Antibiotika, Blutdruckmittel: Hohe Werte von Medikamentenresten in Donau
Die Konzentrationen von durch Menschen eingetragenen Substanzen in Flusssysteme haben 87 Forschergruppen weltweit in einer konzertierten Aktion gemessen. Im Fachblatt "PNAS" zeigen sie, dass an jedem vierten Messpunkt zumindest ein Wert von Resten von Arzneimitteln, Kosmetika oder Lifestyle-Substanzen, wie Nikotin oder Koffein in einem Ausmaß erhöht war, das Wasserorganismen bedrohen oder Antibiotika-Resistenzen fördern könnte. Das gilt auch für die Donau bei Wien.
Die Proben wurden in 137 Regionen auf der ganzen Welt entnommen. Insgesamt trugen die Wissenschafter Informationen von 1.052 Standorten zusammen. Ausgewertet wurden alle Proben in einem einzigen Labor an der Universität York (Großbritannien), um bestmögliche Vergleichbarkeit zu erzielen. Gesucht wurde nach 61 Substanzen aus dem Arzneimittel- und Lifestyle-Bereich. Laut dem an der Untersuchung beteiligten Umweltgeowissenschafter Thilo Hofmann von der Universität Wien ist dies die erste derart umfassende Studie, die sich weltumspannend damit befasst, welcher Substanzcocktail durch den Menschen in Flüsse gelangt, wie er im Gespräch mit der APA erklärte.
61 Substanzen untersucht
Für einzelne Flüsse gebe es bereits Beobachtungsinitiativen, so etwa das gegenüber der aktuellen Studie deutlich detailliertere "Joint Danube Survey" (JDS) für die Donau, an dem Hofmann und Kollegen auch bereits beteiligt waren. Die nunmehrige Untersuchung zielte vor allem auf ein Gesamtbild über alle Kontinente und über 104 Länder ab. "Das Besondere ist hier, dass man das weltweit gemacht hat", sagte Hofmann, für den Status der Donau sei das JDS aber der beste Bericht.
Die 61 nun untersuchten Substanzen sind jene, die Wissenschafter in früheren Studien als wichtige Einflussfaktoren identifiziert haben. Global gesehen am häufigsten fand sich in der neuen Studie das Epilepsiemedikament Carbamazepin, an zweiter Stelle folgte das Diabetesmedikament Metformin und auf Platz drei landete mit Koffein eine Verbindung, die gleichsam den Lebensstil reflektiert, aber auch in Arzneimitteln zum Einsatz kommt. Weiter oben in der Liste rangieren u.a. auch das Betäubungsmittel Lidocain oder Nikotin und Paracetamol, wie der Arbeit zu entnehmen ist.
Die höchsten Kontaminationen fanden sich in Lahore (Pakistan), La Paz (Bolivien), Addis Abeba (Äthiopien) und im indischen Delhi.
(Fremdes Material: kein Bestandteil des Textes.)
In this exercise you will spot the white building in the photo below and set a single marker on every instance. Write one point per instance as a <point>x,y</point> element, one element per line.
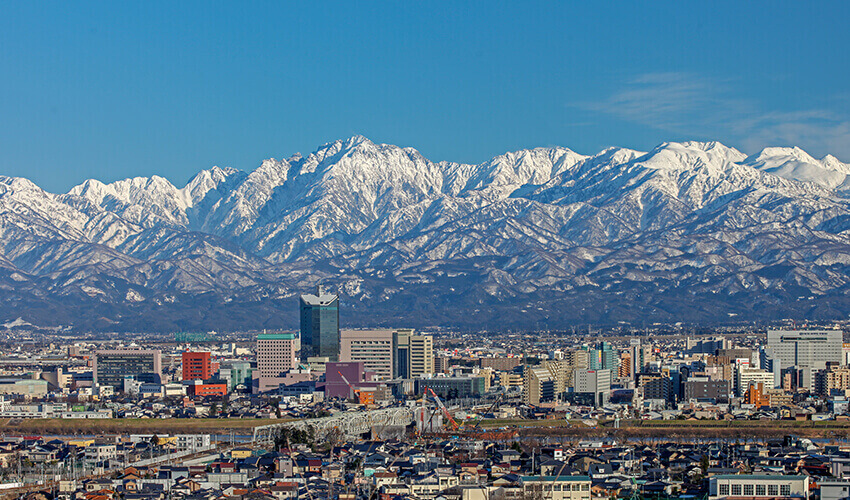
<point>808,350</point>
<point>753,486</point>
Im Raum Wien entnahmen Hofmann und sein Team Proben an insgesamt sieben Stellen vor, in und in bestimmten Abständen nach der Stadt bzw. nach der Wiener Hauptkläranlage. Die Werte der Bundeshauptstadt liegen im Schnitt über denen anderer EU-Ländern und über jenen anderer Donau-Anrainerstädte wie Bratislava, Budapest, Belgrad oder Bukarest. Die höchsten Durchschnittswerte in der EU erzielte Madrid (weltweit Platz zwölf). Der Wiener Donauabschnitt landete unter den 137 untersuchten Regionen auf Rang 40.
Viel Koffein
Diesen Befund sollte man nicht alarmistisch verstehen, betonte Hofmann. Die teils "erstaunlich hohen Konzentrationen" zeigen aber, wo Schwächen liegen. So lagen auch in Wien die Carbamazepin- und Metformin-Werte relativ hoch. "Wir finden natürlich auch viel Koffein." Dazu kamen mehrere Antibiotika, Allergiemittel oder auch Blutdrucksenker und Wirkstoffe gegen Nervenleiden. Unmittelbar nach der Einleitung der Stadtabwässer in die Donau verzeichne man auch Konzentrationen, die Einfluss auf Organismen haben könnten, ein paar Kilometer stromabwärts verlaufe sich dies aber wieder.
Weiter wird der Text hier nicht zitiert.